A lot of the role models we have in the outdoor industry are people who have their shit together, who are high achievers. And you never really hear the other side, and that isn’t a full story. A lot of us feel like, “Gosh, I’m not that cool, I’m not that together.” None of us is that together.

I asked Grayson Schaffer, an editor of Outside magazine, for a blurb for my book. I sent him my book in advance, he took a week to read it, and emailed me back, “Man, I had no idea how f***** up you were.” Of course we didn’t use that. He ended up writing something much more eloquent.

I had a rough go of it for a few years.
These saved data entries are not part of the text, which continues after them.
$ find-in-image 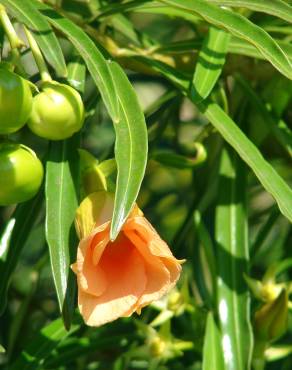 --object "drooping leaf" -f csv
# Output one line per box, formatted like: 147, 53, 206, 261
108, 61, 148, 240
134, 57, 292, 223
1, 0, 67, 76
207, 0, 292, 24
159, 0, 292, 80
200, 101, 292, 223
44, 59, 86, 329
45, 137, 80, 329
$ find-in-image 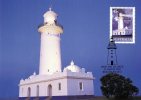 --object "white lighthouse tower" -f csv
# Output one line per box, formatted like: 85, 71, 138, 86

And that’s not a story we like to tell.

Is there anything you’d want to say to other people who are battling addiction, or are looking for their identity in a misguided place?

There’s an idea in America that you only have one time in your life where you can do whatever you want, and that’s when you’re young. You graduate and get a copy of the Dr. Seuss book Oh, the Places You’ll Go. And then you set yourself up for the rest of your life.

I have this idea of a “big bang theory of extreme joy” which are disruptive events in life that force you to start over. I’ve had a number of times in my life when I had to start over. Rehab was one of them, five years after the world was supposed to be my oyster. It sucked. But I was able to create a new identity for myself through that.

A lot of things can be that big bang for you. It can be the end of a relationship. It can be somebody really close to you dying. It can be losing a job, moving your stuff into storage and hitting the road for a year, or having a child. All these things that are big life changes where you recreate that feeling of possibility that is really exciting, even if the event is really sad.

I encourage people to think about it that way. If you don’t have that in your life and you are not happy, how can you create that? Are you really going sit around at your job and complain for the next 25 years? Or are you going to do something about it? I hope that that’s what people can take away from my story. You are in charge of your own story to an extent. If you are born in America and read books for pleasure, you can choose a destiny in some respect.